Randall Jarrell once argued a point that I will now paraphrase and, in doing so, over-simplify: As a culture, we need book criticism, not book reviews. I sort of agree, but let’s not get into all of that. Having finished Berlin by Aleš Šteger, I am reminded of Jarrell’s idea because I am supposed to be writing a review of Berlin and I realize that I am not Šteger’s ideal reader. I came to the book with expectations and am, to be completely honest, disappointed. But so what? A book didn’t do what I’d hoped it would do. Does that make it a failure?

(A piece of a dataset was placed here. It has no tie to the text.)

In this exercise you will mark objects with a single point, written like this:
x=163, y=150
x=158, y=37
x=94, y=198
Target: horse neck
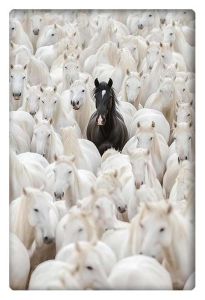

Of course not. It makes it a book with a specific vision that seemed well suited to my tastes and interests, even if the execution was different than I’d imaged. I love books that make interesting use of cities. I love the way G. Cabrera Infante made Havana such a part of his work; I adore how Ciaran Carson writes about his native Belfast; I’m awed by Faulkner’s ability to spin gold out of rural Mississippi. The list goes on: Bukowski’s L.A.; Auster’s New York; Joyce’s Dublin. As someone who has spent a lot of effort writing stories and poems about a city I both love and hate, I should have been more receptive to Šteger’s book. After all, this is a poet writing in prose about his individual encounters with Berlin. Sounds like my kind of book.
And it is. Sort of. Berlin is a book of quick prose pieces by a Slovenian poet about his time in Berlin. Most of the miniature essays are accompanied by photos, some of which make up the most stunning parts of the book. There are allusions to other great writers who walked the Berlin streets, as well as a humorous exchange with a fellow poet, and tiny details (food, bakeries, the weather) that add up to something indeed, though I will admit that I am not exactly sure what. This is evidence of my response as a reader, not Šteger’s failure as a writer, though it makes an objective review difficult.
I think part of the problem is the way I approached the book. Berlin is best read over the course of a week or two, one vignette lasting the course of days; though, at 131 pages, the book can easily be polished off in a sitting. And that is my problem: I read it quickly and, in doing so, missed the effect. After putting it down for a week, I revisited some of the more memorable bits in preparation for this review and found this:
It seemed that every moment winter would touch its own back. Walking in it nearly all year, the snow melted in the daytime, budded again overnight from sidewalks and car hoods, consuming into March and then into April the deep patience of the most euphoric innkeepers, who at the first rays of better prospects populated the sidewalks with tables and chairs. Winter was so long that even Berlin’s biggest stay-at-homes enjoyed it when spring finally came.
This is delightful to me, though I shared the same passage and it elicited only the sad recognition of a native Midwesterner. This again reminds me of Jarrell’s idea, only inasmuch as I begin to question the purpose of reviews. They are a product of one person’s reading, so, to that end, they are bound to be flawed. But that is fine. My reading is solely my own and if it is my duty to relay what this individual reading yielded, so be it. Take from this the following: Berlin is a fine book of surprising lyricism that did not exactly do what I expected, but wouldn’t it be a dull world if things always went as planned?